Il leader della Lega, inoltre, registra sconfitte su tutti i fronti, messo all'angolo da una politica rigorista che rende impossibile anche solo avvicinarsi agli obiettivi centrali nel programma leghista, l'abbattimento della Fornero e la Flat Tax. A guidare quella politica rigorista, inoltre, non è un alleato ma il principale esponente della Lega dopo di lui, il che rende molto difficile caricare troppo la polemica e impossibile distinguersi dalle scelte del governo.
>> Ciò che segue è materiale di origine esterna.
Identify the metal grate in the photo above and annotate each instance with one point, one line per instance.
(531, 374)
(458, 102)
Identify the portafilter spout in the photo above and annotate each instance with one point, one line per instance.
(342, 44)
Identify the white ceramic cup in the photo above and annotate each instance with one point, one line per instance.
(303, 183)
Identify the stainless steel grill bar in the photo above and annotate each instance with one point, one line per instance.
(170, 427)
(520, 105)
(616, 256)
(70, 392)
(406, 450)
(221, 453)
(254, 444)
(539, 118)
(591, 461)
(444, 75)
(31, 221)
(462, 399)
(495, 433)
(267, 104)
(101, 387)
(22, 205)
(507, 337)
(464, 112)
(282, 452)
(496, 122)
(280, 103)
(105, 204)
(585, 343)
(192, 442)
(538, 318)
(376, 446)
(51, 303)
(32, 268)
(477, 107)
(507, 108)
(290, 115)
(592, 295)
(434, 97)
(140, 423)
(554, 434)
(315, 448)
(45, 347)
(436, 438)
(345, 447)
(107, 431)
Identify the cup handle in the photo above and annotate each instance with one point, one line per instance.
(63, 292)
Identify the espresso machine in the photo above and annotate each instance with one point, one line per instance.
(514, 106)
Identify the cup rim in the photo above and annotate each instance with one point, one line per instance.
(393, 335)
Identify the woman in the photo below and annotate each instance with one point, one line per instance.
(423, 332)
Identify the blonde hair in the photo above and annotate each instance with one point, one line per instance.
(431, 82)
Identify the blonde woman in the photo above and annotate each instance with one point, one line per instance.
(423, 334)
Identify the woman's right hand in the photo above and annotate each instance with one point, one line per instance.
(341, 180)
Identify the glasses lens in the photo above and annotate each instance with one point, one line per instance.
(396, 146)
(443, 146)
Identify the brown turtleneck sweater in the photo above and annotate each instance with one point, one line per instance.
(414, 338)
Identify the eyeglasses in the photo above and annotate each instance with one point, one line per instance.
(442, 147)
La partita dell'autonomia differenziata si profila così come l'unico bastione che permette al leader della Lega di non dichiarare fallimento. Quella riforma però è ad altissimo rischio. Il capo dello Stato non la vuole e anche se non si espone troppo apertamente dispone di canali potenti per ostacolarne la marcia. I partiti alleati, soprattutto quello potentissimo della premier, la detestano e sono decisi a svuotarla quanto più possibile di contenuti. Ma soprattutto si tratta di una riforma costosissima, se si vogliono salvaguardare i Livelli essenziali di prestazione, per un governo con le casse vuote. Il ministro Calderoli lo ammette apertamente: «L'autonomia sarà approvata entro il 2024 ma se serviranno soldi bisognerà trovarli». Impresa non facile per una legge invisa alla stessa maggioranza.

Insomma, il leader che rischia di dover affrontare le urne europee del prossimo 9 giugno a mani vuote è proprio Matteo Salvini. La prospettiva però non è preoccupante solo per lui. Una Lega colpita molto duramente dalla delusione dei suoi elettori sarebbe quanto di più destabilizzante per l'intero governo. E per la sua presidentissima.